The modular G5 was a novel device, but novelty alone doesn’t sell phones. So LG went back to the drawing board for its followup, and the result is, on a whole, a fairly straightforward flagship smartphone. The LG G6 is a good looking handset, but not an especially remarkable one, with design language that brings to mind fellow flagships like the Galaxy S7.
The company’s big marketing hook is aspect ratio – not something a majority of consumers likely consider when looking for a new phone. In a briefing on the new handset, the company made reference to the competition – the not so subtly renamed Company A and Company S, both of which, it noted, are said to be considering longer phones.
But LG beat them to 18:9/2:1 (both the S7 and iPhone 7 are 16:9, for the record). Being among the first to what may well become a (erm) wider trend in the industry certainty has its perks. LG gets the first to translate all of those benefits to the smartphone buying public. Getting in early also has its drawbacks, like the fact that LG has to translate all of those benefits to the smartphone buying public.

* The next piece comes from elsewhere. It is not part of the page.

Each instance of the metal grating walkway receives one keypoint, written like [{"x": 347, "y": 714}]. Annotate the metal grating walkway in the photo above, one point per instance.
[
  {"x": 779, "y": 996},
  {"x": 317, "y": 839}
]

The company certainly did its part to hype the G6 in recent weeks, capitalizing on a handful of leaks by talking up what sounded to be what it deemed a “FullVision display,” coupled with a new interface designed to capitalize on the new dimensions. But LG has let the early innovation ball get away from it in the past, with the aforementioned G5, which eclipsed and better executed by Motorola’s Moto Z line.
There’s also the V20’s dual-camera set up.That one had plenty of wind sucked out of its sails by the iPhone 7 Plus, which earned Apple bold op-ed headlines like “Apple’s new iPhone 7 Plus is set to bring augmented reality into the mainstream.”
LG’s primary selling points for the new golden ratio are multitasking and photography, the latter of which is not particularly surprising. After all, imaging was a big focus for the V20, and continues to be on the G6, in part courtesy of those dual-rear-facing cameras, which are packed into the phone with no discernible camera bump. The added screen real estate means you’ll be able to preview photos as you’re shooting using the Square Photo app, which juxtaposes a live view and the most recent photo – as long as you’re shooting in the square configuration.
The limitations there are inherent, of course. Square photos do the trick for plenty of social media sites like Instagram, but is lacking for other portrait, based platforms. Even so, it’s a neat trick, and one that definitely enhances the picture taking process.
LG also takes advantage of the extended display by adding on the ability to open two windows side by side – not a new trick, exactly, but one traditionally reserved for devices like tablets, for obvious reasons. The idea is to bring added multitasking, and the new dimensions make it possible to have two square apps open at once, though the practicality of such a feature continues to be limited by the phone’s limited real estate. I say this as someone who is currently feeling the limitations of a 13-inch laptop screen, sorely missing my second monitor. It’s all relative.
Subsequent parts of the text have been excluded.